Supply Chain Report 2017: State of Analytics
Table of Contents
Introduction: State of the Industry
State of Analytics: Defining End to End Transparency (below)
State of Automation: Digitization is Not Digitalization
Today’s supply chain leaders have a problem. They are drowning in data, yet low on insights. In short, they cannot see. Data is everywhere, but not yet in useable formats.
The evolution of supply chain analytics is an exciting opportunity for business leaders. Traditional approaches focus on building analytics as an extension of existing enterprise applications: advanced planning, customer relationship management, enterprise resource planning, supplier relationship management, transportation management and warehouse management. New analytics approaches are designed based on data flows and requirements.
In this new world, data pools and streams inform business teams using new forms of analytics. The analytics infrastructure synchronizes, harmonizes and visualizes data flows. The analytics layer sits between the traditional application layer and workforce productivity.
These advancements are happening at both the enterprise and inter-enterprise level. The significant advances are being made in the following areas:
Cognitive Computing: Within five years, decision support technologies like supply chain planning, revenue management and sourcing will be transformed through the use of cognitive computing. This new approach will allow teams to drive new business value through semantic reasoning. The challenge for most teams will be trusting new forms of analytics. Companies will have to divorce themselves from spreadsheets.
Open Source Analytics: When e-commerce providers could not scale on relational database technologies, they evolved open source capabilities on Hadoop. Massive parallel processing enables schema on read handling and greater flexibility in the design of analytics. Instead of being stuck with inflexible hierarchies, schema on read enables the building of hierarchies and relationships by reading the data. This allows capabilities to evolve.
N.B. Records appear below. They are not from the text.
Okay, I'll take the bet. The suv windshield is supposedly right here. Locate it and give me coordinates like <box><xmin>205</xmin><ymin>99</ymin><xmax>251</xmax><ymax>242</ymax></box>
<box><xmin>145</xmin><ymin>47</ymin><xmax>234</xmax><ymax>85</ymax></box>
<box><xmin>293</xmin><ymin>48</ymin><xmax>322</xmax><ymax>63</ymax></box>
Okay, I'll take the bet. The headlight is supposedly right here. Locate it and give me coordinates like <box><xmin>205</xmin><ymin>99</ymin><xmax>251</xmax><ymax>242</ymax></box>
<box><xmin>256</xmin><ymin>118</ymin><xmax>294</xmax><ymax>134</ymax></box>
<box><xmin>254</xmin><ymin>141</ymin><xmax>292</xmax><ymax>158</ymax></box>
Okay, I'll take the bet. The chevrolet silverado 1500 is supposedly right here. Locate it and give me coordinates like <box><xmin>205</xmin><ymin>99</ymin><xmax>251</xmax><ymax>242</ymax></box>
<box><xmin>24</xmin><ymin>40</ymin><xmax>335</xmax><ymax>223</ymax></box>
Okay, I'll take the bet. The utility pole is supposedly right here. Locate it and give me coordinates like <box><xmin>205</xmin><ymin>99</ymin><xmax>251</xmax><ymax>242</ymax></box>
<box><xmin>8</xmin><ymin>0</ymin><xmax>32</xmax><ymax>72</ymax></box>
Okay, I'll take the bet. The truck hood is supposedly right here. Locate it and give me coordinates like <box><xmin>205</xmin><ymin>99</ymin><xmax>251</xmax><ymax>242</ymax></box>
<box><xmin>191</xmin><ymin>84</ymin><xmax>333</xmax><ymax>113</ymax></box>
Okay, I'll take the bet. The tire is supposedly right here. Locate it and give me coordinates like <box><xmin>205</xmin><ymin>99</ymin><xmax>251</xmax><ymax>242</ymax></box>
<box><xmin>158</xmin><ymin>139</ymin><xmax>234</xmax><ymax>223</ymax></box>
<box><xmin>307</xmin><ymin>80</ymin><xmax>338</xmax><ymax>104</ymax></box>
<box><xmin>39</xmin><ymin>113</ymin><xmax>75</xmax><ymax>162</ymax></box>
Machine Learning: Companies are plagued by disparate data. The view is that it’s “dirty” data. The reality is that most silos within an organization need data with a different context. But the traditional approach of hand-coding master data is expensive and outdated. The use of machine learning facilitates the read of data when needed and the shaping of data to the business context. Machine learning will transform master data processes within two years.
Streaming Data Architectures: Today’s businesses operate on batch processes and latent data. With the evolution of the Internet of Things and advanced sensors, new processes will evolve to facilitate decisions at the speed of business. This includes redefining replenishment from the outside in, redefining digital manufacturing to transform maintenance, and building new processes for service of heavy equipment, utilities, and asset-intensive operations.
Unstructured Data Mining: Within the organization, 70% of data is unstructured. This data is essential for understanding consumer sentiment, warranty and quality data. Mining this unstructured data enables its use for building a better understanding of how consumers view their products based on consumption patterns.
These advances are not an extension of existing processes and technologies. Testing and learning is required to understand the value and limitations of these technologies, which then will drive the design and implementation of new processes.
As shown in Figure 2, the evolution will be based on a confluence of new technologies. The continued dependency on spreadsheets is limiting the evolution of supply chain visibility (see Figure 3).
Electronic data interchange is the backbone of visibility today, but the future will change dramatically through blockchain.
How so? There is a movement to multi-tier lineage and supply chain finance. While blockchain is not the replacement for integration from one company to another, it is useful for the transformation of multi-tier processes. Why is this important?
Outsourcing is a reality. For the average company, outsourcing of manufacturing and transportation is a certainty. Over 90% of companies are involved in outsourcing: 30% outsource 40% or more of their manufacturing, and 55% outsource at least 40% of their logistics on a volume basis.
Supply chain visibility has many forms. But few are being delivered well. Visibility within the company is being addressed by current IT architectures, but business-to-business architectures that support emerging supply chain visibility requirements are evolving. Blockchain is promising to improve track and trace, supply chain finance, and product lineage.
The gaps in supply chain visibility are large. Satisfaction with EDI is high, but it’s brittle. The average company has seven different ERP instances; 49% of companies report that ERP spending plays a major role in their IT budgets. The gaps for supply chain visibility are high, and the answer will not come from ERP. Improving visibility is critical as supply chains grow more complex. Leaders will pave a new path using blockchain.
To improve transparency through analytics, here are three steps to take:
1. Define Priorities and Align Solutions. It is important for companies to document requirements for supply chain visibility for transportation, sourcing and manufacturing. This includes planning and unstructured data.
2. Get Clear on What You Are Doing Today. Document the “As Is” and the “To Be” states. The goal is to have transactions flow hands-free and to have the right data for the right people chain when they need it.
3. Align IT Strategies with Future Goals. Line of business leaders need to work with IT to align IT spending and future plans. Rationalize ERP spending, maximize private networks and qualify new public visibility solutions.
Companies have to “unlearn” the past to rethink how to use new technologies to improve transparency. It requires nothing less than a paradigm shift.